Research Project: Adaptive Grazing Management and Decision Support to Enhance Ecosystem Services in the Western Great Plains

Location: Rangeland Resources & Systems Research

Title: Long live the data! Embedded data management at a long-term ecological research site

Author
item Kaplan, Nicole
item BAKER, KAREN - University Of Illinois
item KARASTI, HELENA - University Of Illinois

Submitted to: Ecosphere
Publication Type: Peer Reviewed Journal
Publication Acceptance Date: 12/18/2020
Publication Date: 5/14/2021
Citation: Kaplan, N.E., Baker, K., Karasti, H. 2021. Long live the data! Embedded data management at a long-term ecological research site. Ecosphere. 12(5). Article e03493. https://doi.org/10.1002/ecs2.3493.
DOI: https://doi.org/10.1002/ecs2.3493

Interpretive Summary: Agricultural and ecological research takes place in hundreds of sites across the United States, many of which were established decades ago and contain a rich legacy of data. Data and information from these places help us to understand the structure and function of local ecosystems, as well as provide a window into how research missions, objectives and methods evolved over time. But for a more in-depth view, the stories, artifacts and supporting evidence must be managed and shared in order for people to understand the research that happened at a certain place. Thus, we examine approaches to data management at the Shortgrass Steppe Long-term Ecological Research (LTER) site, a project hosted at the USDA ARS Central Plains Experimental Range in Nunn, Colorado and funded by National Science Foundation as part of the US LTER Network from 1982-2014. Our paper presents the evolution of data management as an embedded component at a long term research site and we offer recommendations for ensuring data can be discoverable and accessible in the future within a context-rich digital legacy project collection.

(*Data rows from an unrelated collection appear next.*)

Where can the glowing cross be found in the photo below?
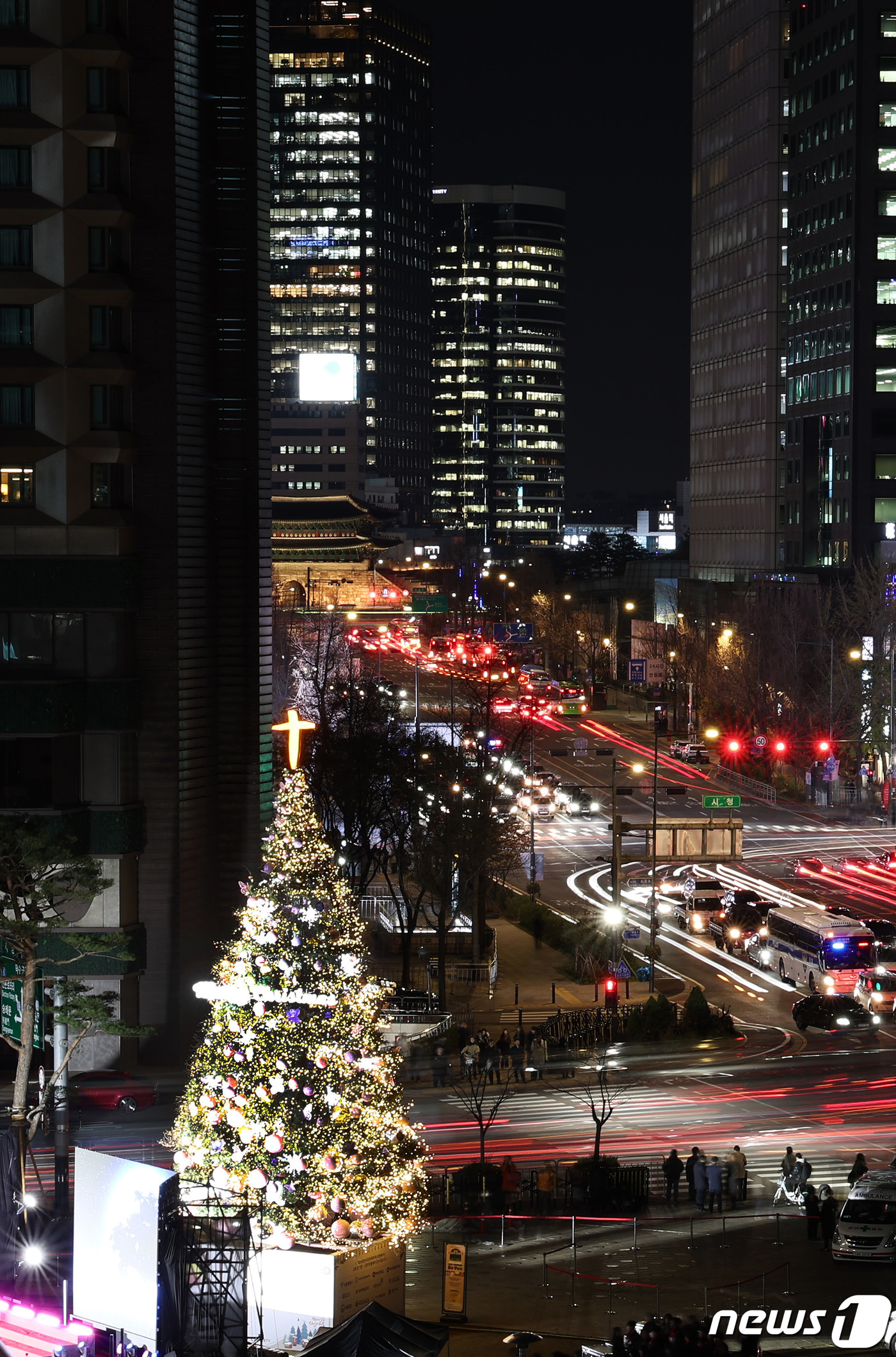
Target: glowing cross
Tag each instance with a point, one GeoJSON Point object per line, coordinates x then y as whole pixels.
{"type": "Point", "coordinates": [294, 728]}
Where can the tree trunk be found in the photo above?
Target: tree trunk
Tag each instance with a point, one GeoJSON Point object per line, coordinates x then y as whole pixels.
{"type": "Point", "coordinates": [476, 930]}
{"type": "Point", "coordinates": [442, 954]}
{"type": "Point", "coordinates": [26, 1041]}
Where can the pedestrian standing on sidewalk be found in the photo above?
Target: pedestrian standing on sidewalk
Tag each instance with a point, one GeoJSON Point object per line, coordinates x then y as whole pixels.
{"type": "Point", "coordinates": [701, 1181]}
{"type": "Point", "coordinates": [813, 1208]}
{"type": "Point", "coordinates": [440, 1067]}
{"type": "Point", "coordinates": [714, 1184]}
{"type": "Point", "coordinates": [689, 1171]}
{"type": "Point", "coordinates": [829, 1217]}
{"type": "Point", "coordinates": [673, 1170]}
{"type": "Point", "coordinates": [736, 1175]}
{"type": "Point", "coordinates": [857, 1171]}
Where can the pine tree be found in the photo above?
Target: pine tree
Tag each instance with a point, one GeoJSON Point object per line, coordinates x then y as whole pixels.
{"type": "Point", "coordinates": [291, 1095]}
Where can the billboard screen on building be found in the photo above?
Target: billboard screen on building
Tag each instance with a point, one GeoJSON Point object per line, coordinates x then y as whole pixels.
{"type": "Point", "coordinates": [328, 376]}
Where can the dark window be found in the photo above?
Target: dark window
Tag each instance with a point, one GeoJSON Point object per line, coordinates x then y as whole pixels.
{"type": "Point", "coordinates": [105, 249]}
{"type": "Point", "coordinates": [106, 408]}
{"type": "Point", "coordinates": [102, 15]}
{"type": "Point", "coordinates": [17, 326]}
{"type": "Point", "coordinates": [17, 406]}
{"type": "Point", "coordinates": [15, 167]}
{"type": "Point", "coordinates": [105, 327]}
{"type": "Point", "coordinates": [104, 90]}
{"type": "Point", "coordinates": [108, 485]}
{"type": "Point", "coordinates": [14, 87]}
{"type": "Point", "coordinates": [104, 168]}
{"type": "Point", "coordinates": [14, 14]}
{"type": "Point", "coordinates": [15, 247]}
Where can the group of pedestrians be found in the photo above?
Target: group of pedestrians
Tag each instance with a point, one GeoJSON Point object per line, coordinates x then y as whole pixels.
{"type": "Point", "coordinates": [668, 1336]}
{"type": "Point", "coordinates": [508, 1056]}
{"type": "Point", "coordinates": [709, 1180]}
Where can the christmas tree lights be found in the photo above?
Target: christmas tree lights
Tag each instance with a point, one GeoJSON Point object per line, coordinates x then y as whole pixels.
{"type": "Point", "coordinates": [291, 1094]}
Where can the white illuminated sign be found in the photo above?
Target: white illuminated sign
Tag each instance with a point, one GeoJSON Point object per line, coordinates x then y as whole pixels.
{"type": "Point", "coordinates": [328, 376]}
{"type": "Point", "coordinates": [116, 1253]}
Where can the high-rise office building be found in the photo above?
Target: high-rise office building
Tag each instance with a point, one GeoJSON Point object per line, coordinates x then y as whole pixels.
{"type": "Point", "coordinates": [499, 344]}
{"type": "Point", "coordinates": [351, 179]}
{"type": "Point", "coordinates": [737, 277]}
{"type": "Point", "coordinates": [135, 502]}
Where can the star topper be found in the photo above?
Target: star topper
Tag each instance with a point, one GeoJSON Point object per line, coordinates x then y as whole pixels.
{"type": "Point", "coordinates": [294, 727]}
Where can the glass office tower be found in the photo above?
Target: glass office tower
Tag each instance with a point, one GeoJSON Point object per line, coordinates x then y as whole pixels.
{"type": "Point", "coordinates": [499, 402]}
{"type": "Point", "coordinates": [737, 275]}
{"type": "Point", "coordinates": [351, 175]}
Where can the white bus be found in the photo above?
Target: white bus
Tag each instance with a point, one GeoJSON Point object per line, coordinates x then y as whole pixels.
{"type": "Point", "coordinates": [816, 949]}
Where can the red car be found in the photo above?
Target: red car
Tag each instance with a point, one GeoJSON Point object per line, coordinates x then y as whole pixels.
{"type": "Point", "coordinates": [110, 1089]}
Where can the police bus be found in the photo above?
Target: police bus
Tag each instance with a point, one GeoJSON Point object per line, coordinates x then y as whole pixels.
{"type": "Point", "coordinates": [820, 951]}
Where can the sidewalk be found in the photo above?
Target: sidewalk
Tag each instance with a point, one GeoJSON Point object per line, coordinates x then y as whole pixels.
{"type": "Point", "coordinates": [506, 1284]}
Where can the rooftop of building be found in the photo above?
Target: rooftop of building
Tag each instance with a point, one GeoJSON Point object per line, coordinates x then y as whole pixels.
{"type": "Point", "coordinates": [499, 193]}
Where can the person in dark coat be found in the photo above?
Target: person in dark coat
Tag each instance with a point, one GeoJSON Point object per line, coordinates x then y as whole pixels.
{"type": "Point", "coordinates": [857, 1171]}
{"type": "Point", "coordinates": [829, 1219]}
{"type": "Point", "coordinates": [689, 1171]}
{"type": "Point", "coordinates": [673, 1170]}
{"type": "Point", "coordinates": [440, 1067]}
{"type": "Point", "coordinates": [813, 1208]}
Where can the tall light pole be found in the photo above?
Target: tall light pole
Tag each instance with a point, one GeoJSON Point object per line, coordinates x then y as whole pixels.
{"type": "Point", "coordinates": [653, 854]}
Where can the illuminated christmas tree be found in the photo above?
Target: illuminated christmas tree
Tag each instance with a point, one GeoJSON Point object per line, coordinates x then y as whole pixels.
{"type": "Point", "coordinates": [291, 1094]}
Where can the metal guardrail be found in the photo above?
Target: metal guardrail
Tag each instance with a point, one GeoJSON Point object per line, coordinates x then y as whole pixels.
{"type": "Point", "coordinates": [740, 782]}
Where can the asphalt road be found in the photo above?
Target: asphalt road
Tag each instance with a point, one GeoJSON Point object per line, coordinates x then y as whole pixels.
{"type": "Point", "coordinates": [827, 1095]}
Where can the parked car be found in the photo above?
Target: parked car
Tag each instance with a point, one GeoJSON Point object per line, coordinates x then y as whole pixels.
{"type": "Point", "coordinates": [576, 801]}
{"type": "Point", "coordinates": [112, 1089]}
{"type": "Point", "coordinates": [733, 929]}
{"type": "Point", "coordinates": [833, 1013]}
{"type": "Point", "coordinates": [689, 753]}
{"type": "Point", "coordinates": [701, 899]}
{"type": "Point", "coordinates": [876, 990]}
{"type": "Point", "coordinates": [854, 862]}
{"type": "Point", "coordinates": [807, 866]}
{"type": "Point", "coordinates": [884, 938]}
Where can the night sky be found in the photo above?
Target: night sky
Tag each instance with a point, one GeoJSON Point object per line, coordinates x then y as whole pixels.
{"type": "Point", "coordinates": [595, 99]}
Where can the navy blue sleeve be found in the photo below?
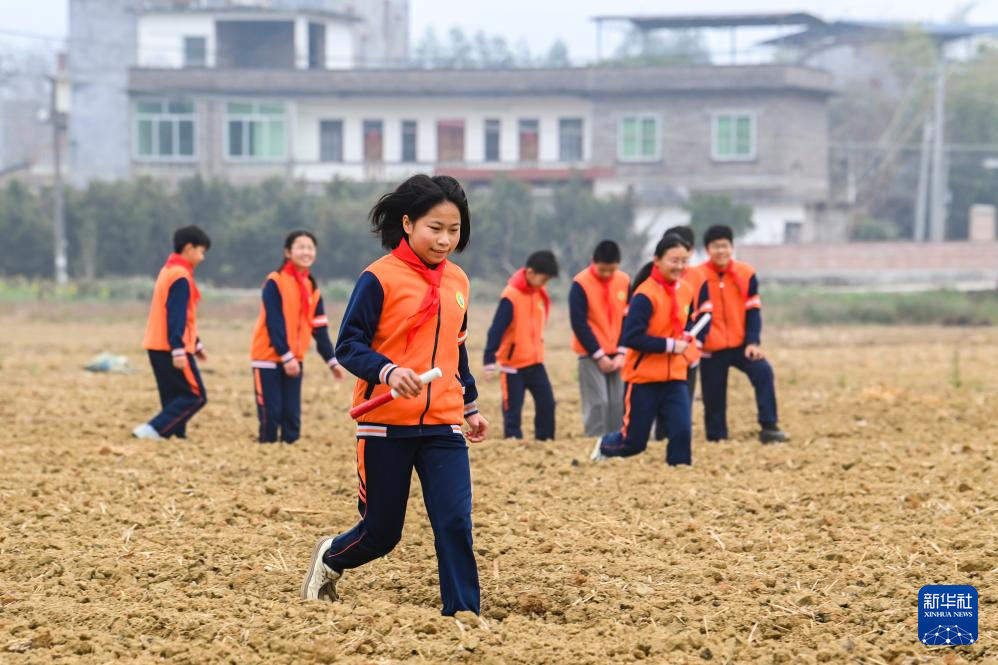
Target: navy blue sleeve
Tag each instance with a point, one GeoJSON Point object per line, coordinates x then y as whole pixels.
{"type": "Point", "coordinates": [464, 370]}
{"type": "Point", "coordinates": [501, 321]}
{"type": "Point", "coordinates": [321, 335]}
{"type": "Point", "coordinates": [753, 317]}
{"type": "Point", "coordinates": [578, 312]}
{"type": "Point", "coordinates": [360, 322]}
{"type": "Point", "coordinates": [702, 299]}
{"type": "Point", "coordinates": [635, 334]}
{"type": "Point", "coordinates": [273, 307]}
{"type": "Point", "coordinates": [176, 312]}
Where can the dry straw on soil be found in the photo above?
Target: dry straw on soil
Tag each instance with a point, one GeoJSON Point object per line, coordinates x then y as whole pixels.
{"type": "Point", "coordinates": [192, 551]}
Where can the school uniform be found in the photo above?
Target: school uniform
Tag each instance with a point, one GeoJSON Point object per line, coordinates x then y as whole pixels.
{"type": "Point", "coordinates": [658, 315]}
{"type": "Point", "coordinates": [596, 309]}
{"type": "Point", "coordinates": [291, 315]}
{"type": "Point", "coordinates": [515, 346]}
{"type": "Point", "coordinates": [403, 314]}
{"type": "Point", "coordinates": [171, 331]}
{"type": "Point", "coordinates": [737, 323]}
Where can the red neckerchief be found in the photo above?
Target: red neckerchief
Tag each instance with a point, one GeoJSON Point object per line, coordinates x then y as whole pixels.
{"type": "Point", "coordinates": [670, 288]}
{"type": "Point", "coordinates": [177, 260]}
{"type": "Point", "coordinates": [735, 276]}
{"type": "Point", "coordinates": [433, 276]}
{"type": "Point", "coordinates": [605, 283]}
{"type": "Point", "coordinates": [306, 298]}
{"type": "Point", "coordinates": [519, 282]}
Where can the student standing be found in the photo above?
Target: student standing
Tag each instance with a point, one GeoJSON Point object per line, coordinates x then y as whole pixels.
{"type": "Point", "coordinates": [655, 334]}
{"type": "Point", "coordinates": [735, 339]}
{"type": "Point", "coordinates": [408, 314]}
{"type": "Point", "coordinates": [291, 315]}
{"type": "Point", "coordinates": [515, 346]}
{"type": "Point", "coordinates": [171, 338]}
{"type": "Point", "coordinates": [597, 301]}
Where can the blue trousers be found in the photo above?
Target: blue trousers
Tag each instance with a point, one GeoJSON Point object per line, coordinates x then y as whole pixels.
{"type": "Point", "coordinates": [181, 394]}
{"type": "Point", "coordinates": [714, 377]}
{"type": "Point", "coordinates": [661, 421]}
{"type": "Point", "coordinates": [669, 400]}
{"type": "Point", "coordinates": [384, 470]}
{"type": "Point", "coordinates": [278, 404]}
{"type": "Point", "coordinates": [514, 387]}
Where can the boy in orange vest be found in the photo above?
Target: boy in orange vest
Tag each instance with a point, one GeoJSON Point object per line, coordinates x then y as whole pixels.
{"type": "Point", "coordinates": [734, 339]}
{"type": "Point", "coordinates": [656, 335]}
{"type": "Point", "coordinates": [292, 314]}
{"type": "Point", "coordinates": [409, 313]}
{"type": "Point", "coordinates": [515, 346]}
{"type": "Point", "coordinates": [172, 340]}
{"type": "Point", "coordinates": [596, 304]}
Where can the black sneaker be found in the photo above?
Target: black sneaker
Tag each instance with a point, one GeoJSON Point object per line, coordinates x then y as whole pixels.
{"type": "Point", "coordinates": [773, 435]}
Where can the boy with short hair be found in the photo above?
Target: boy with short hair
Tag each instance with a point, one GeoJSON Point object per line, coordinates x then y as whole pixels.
{"type": "Point", "coordinates": [597, 301]}
{"type": "Point", "coordinates": [734, 339]}
{"type": "Point", "coordinates": [172, 340]}
{"type": "Point", "coordinates": [515, 346]}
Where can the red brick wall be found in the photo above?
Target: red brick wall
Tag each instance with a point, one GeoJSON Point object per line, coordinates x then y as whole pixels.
{"type": "Point", "coordinates": [954, 257]}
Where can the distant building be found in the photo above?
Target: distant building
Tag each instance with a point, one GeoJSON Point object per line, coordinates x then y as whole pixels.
{"type": "Point", "coordinates": [270, 90]}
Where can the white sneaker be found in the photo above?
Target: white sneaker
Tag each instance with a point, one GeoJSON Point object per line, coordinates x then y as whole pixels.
{"type": "Point", "coordinates": [320, 580]}
{"type": "Point", "coordinates": [146, 431]}
{"type": "Point", "coordinates": [597, 454]}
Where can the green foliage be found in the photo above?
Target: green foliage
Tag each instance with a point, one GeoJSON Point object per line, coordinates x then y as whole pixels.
{"type": "Point", "coordinates": [125, 228]}
{"type": "Point", "coordinates": [706, 210]}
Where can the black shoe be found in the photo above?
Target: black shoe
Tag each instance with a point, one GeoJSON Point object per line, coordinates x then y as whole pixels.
{"type": "Point", "coordinates": [773, 435]}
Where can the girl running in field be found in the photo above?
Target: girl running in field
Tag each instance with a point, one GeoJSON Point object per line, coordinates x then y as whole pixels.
{"type": "Point", "coordinates": [409, 313]}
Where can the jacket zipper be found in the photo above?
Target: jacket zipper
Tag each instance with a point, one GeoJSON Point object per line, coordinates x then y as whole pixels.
{"type": "Point", "coordinates": [433, 363]}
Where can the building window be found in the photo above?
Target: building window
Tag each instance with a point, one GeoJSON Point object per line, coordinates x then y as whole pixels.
{"type": "Point", "coordinates": [331, 140]}
{"type": "Point", "coordinates": [492, 128]}
{"type": "Point", "coordinates": [255, 131]}
{"type": "Point", "coordinates": [195, 52]}
{"type": "Point", "coordinates": [164, 130]}
{"type": "Point", "coordinates": [793, 232]}
{"type": "Point", "coordinates": [733, 137]}
{"type": "Point", "coordinates": [408, 140]}
{"type": "Point", "coordinates": [570, 139]}
{"type": "Point", "coordinates": [529, 140]}
{"type": "Point", "coordinates": [450, 140]}
{"type": "Point", "coordinates": [639, 139]}
{"type": "Point", "coordinates": [374, 141]}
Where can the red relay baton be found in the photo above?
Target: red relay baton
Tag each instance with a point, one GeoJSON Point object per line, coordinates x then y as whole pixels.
{"type": "Point", "coordinates": [381, 400]}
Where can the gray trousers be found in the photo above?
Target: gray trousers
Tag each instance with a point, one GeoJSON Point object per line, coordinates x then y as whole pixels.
{"type": "Point", "coordinates": [602, 399]}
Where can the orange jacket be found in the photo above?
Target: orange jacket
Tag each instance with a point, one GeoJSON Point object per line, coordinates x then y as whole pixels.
{"type": "Point", "coordinates": [522, 344]}
{"type": "Point", "coordinates": [606, 303]}
{"type": "Point", "coordinates": [298, 321]}
{"type": "Point", "coordinates": [436, 344]}
{"type": "Point", "coordinates": [642, 366]}
{"type": "Point", "coordinates": [157, 336]}
{"type": "Point", "coordinates": [732, 295]}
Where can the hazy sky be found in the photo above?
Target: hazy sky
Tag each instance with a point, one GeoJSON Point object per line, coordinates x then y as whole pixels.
{"type": "Point", "coordinates": [541, 22]}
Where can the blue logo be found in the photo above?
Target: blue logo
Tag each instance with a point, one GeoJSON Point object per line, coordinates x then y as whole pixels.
{"type": "Point", "coordinates": [947, 614]}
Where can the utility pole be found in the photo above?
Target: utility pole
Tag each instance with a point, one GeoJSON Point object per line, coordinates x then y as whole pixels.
{"type": "Point", "coordinates": [922, 195]}
{"type": "Point", "coordinates": [58, 211]}
{"type": "Point", "coordinates": [940, 185]}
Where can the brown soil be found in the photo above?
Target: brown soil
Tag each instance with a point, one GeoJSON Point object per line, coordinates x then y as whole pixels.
{"type": "Point", "coordinates": [111, 548]}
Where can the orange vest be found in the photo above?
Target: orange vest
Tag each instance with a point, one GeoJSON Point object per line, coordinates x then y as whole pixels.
{"type": "Point", "coordinates": [157, 336]}
{"type": "Point", "coordinates": [436, 344]}
{"type": "Point", "coordinates": [297, 321]}
{"type": "Point", "coordinates": [605, 323]}
{"type": "Point", "coordinates": [522, 344]}
{"type": "Point", "coordinates": [643, 367]}
{"type": "Point", "coordinates": [727, 328]}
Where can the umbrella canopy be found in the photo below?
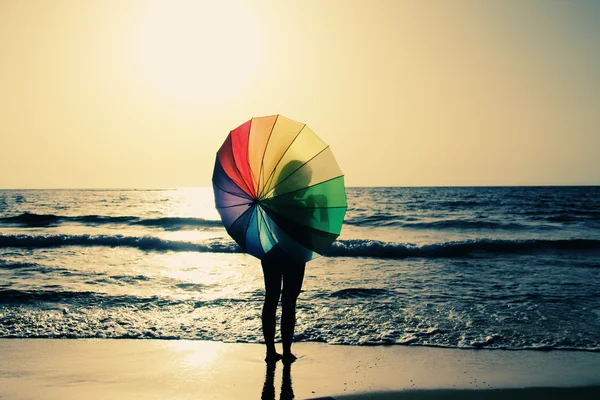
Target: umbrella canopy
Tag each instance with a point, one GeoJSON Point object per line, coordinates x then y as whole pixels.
{"type": "Point", "coordinates": [277, 184]}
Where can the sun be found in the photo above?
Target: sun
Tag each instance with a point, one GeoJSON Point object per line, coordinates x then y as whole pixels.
{"type": "Point", "coordinates": [198, 52]}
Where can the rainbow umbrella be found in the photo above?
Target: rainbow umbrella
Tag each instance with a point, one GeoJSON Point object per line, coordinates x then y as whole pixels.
{"type": "Point", "coordinates": [277, 184]}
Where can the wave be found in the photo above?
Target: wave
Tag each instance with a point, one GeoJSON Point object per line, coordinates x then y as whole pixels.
{"type": "Point", "coordinates": [462, 224]}
{"type": "Point", "coordinates": [20, 297]}
{"type": "Point", "coordinates": [378, 249]}
{"type": "Point", "coordinates": [143, 243]}
{"type": "Point", "coordinates": [352, 293]}
{"type": "Point", "coordinates": [340, 248]}
{"type": "Point", "coordinates": [170, 223]}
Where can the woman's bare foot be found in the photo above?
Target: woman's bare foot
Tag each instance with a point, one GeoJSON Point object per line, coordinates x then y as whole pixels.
{"type": "Point", "coordinates": [288, 358]}
{"type": "Point", "coordinates": [273, 357]}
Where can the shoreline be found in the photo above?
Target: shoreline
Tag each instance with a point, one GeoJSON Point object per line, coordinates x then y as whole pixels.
{"type": "Point", "coordinates": [194, 369]}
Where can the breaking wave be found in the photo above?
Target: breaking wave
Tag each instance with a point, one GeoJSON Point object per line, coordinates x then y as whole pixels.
{"type": "Point", "coordinates": [42, 220]}
{"type": "Point", "coordinates": [340, 248]}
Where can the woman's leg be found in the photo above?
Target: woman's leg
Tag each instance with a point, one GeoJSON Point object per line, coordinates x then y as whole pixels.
{"type": "Point", "coordinates": [272, 275]}
{"type": "Point", "coordinates": [292, 284]}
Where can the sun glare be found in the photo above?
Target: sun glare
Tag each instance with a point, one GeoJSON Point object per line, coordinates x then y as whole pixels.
{"type": "Point", "coordinates": [198, 52]}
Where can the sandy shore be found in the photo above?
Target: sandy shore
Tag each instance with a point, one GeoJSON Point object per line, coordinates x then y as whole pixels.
{"type": "Point", "coordinates": [153, 369]}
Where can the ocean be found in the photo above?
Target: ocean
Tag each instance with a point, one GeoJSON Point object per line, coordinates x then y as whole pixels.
{"type": "Point", "coordinates": [462, 267]}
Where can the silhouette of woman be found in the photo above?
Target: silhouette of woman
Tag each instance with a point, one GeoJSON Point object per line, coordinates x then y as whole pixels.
{"type": "Point", "coordinates": [279, 268]}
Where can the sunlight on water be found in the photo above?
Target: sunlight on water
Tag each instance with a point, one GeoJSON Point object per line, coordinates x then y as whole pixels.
{"type": "Point", "coordinates": [195, 202]}
{"type": "Point", "coordinates": [193, 356]}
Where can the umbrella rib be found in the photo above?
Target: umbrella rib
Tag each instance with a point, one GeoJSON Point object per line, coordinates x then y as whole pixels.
{"type": "Point", "coordinates": [304, 188]}
{"type": "Point", "coordinates": [237, 169]}
{"type": "Point", "coordinates": [283, 230]}
{"type": "Point", "coordinates": [248, 224]}
{"type": "Point", "coordinates": [309, 160]}
{"type": "Point", "coordinates": [298, 223]}
{"type": "Point", "coordinates": [239, 205]}
{"type": "Point", "coordinates": [262, 161]}
{"type": "Point", "coordinates": [268, 232]}
{"type": "Point", "coordinates": [283, 155]}
{"type": "Point", "coordinates": [233, 194]}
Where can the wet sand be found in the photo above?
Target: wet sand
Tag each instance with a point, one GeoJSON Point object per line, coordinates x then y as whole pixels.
{"type": "Point", "coordinates": [159, 369]}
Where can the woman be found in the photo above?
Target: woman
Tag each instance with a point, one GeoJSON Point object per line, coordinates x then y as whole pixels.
{"type": "Point", "coordinates": [283, 276]}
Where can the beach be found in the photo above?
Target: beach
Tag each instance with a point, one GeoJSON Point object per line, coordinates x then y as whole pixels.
{"type": "Point", "coordinates": [179, 369]}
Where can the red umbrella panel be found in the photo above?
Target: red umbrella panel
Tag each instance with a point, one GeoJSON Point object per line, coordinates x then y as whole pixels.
{"type": "Point", "coordinates": [277, 183]}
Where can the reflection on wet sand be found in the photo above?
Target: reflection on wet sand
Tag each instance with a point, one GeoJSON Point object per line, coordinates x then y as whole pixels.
{"type": "Point", "coordinates": [287, 392]}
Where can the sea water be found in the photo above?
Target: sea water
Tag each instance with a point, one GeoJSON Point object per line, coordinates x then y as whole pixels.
{"type": "Point", "coordinates": [467, 267]}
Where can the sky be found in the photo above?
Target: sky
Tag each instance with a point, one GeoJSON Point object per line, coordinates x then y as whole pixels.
{"type": "Point", "coordinates": [141, 94]}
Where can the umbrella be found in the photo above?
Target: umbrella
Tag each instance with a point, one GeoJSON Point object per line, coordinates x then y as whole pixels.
{"type": "Point", "coordinates": [277, 184]}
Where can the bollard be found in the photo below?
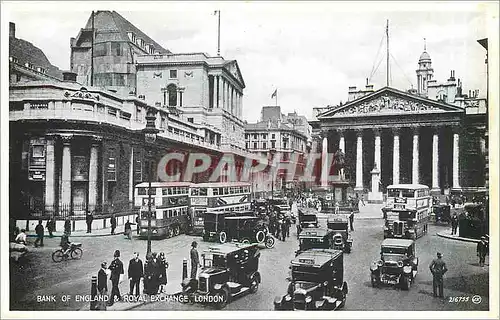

Technical Abstract: Open access data associated with research efforts depends upon managing, packaging, and preserving data for sharing with collaborators and the public. The U.S. Long-Term Ecological Research (LTER) Network, established in 1980, provides an early example of embedded data management supporting long-term, place-based research and contributes to our understanding of the enactment of open data access within scientific research arenas. Here, we examine collective data activities enabled by embedding data management within the Shortgrass Steppe (SGS) research site. Study of the SGS LTER, a member of the U.S. LTER Network for more than three decades, provided a unique opportunity to investigate data management practices and challenges during the lifecycle of a long-term project. It illustrates how a continuous, uninterrupted focus on data management positioned in dynamic interaction with researchers at a site as well as with an active network-wide data management committee, can stimulate the growth of both data expertise and data infrastructure. We report on an ethnographic study investigating data management challenges faced during the periods of activation, maturation, and decommissioning of a project at a research site. Termination of the SGS site’s membership in the U.S. LTER Network prompted rethinking about long-term data management. During the decommissioning phase, we document how views on temporality and the strategy of data management is transitioned from planning for a longitudinal, ongoing site to wrapping up a long-term project. Striving to ensure ‘long live the data’ at the end, novel data arrangements such as development of a digital legacy project collection, contributed to data stewardship. Lastly, from this study of a long-term research site, we offer five recommendations about data management and describe strategies pertinent to planning for data management and open access by other research projects.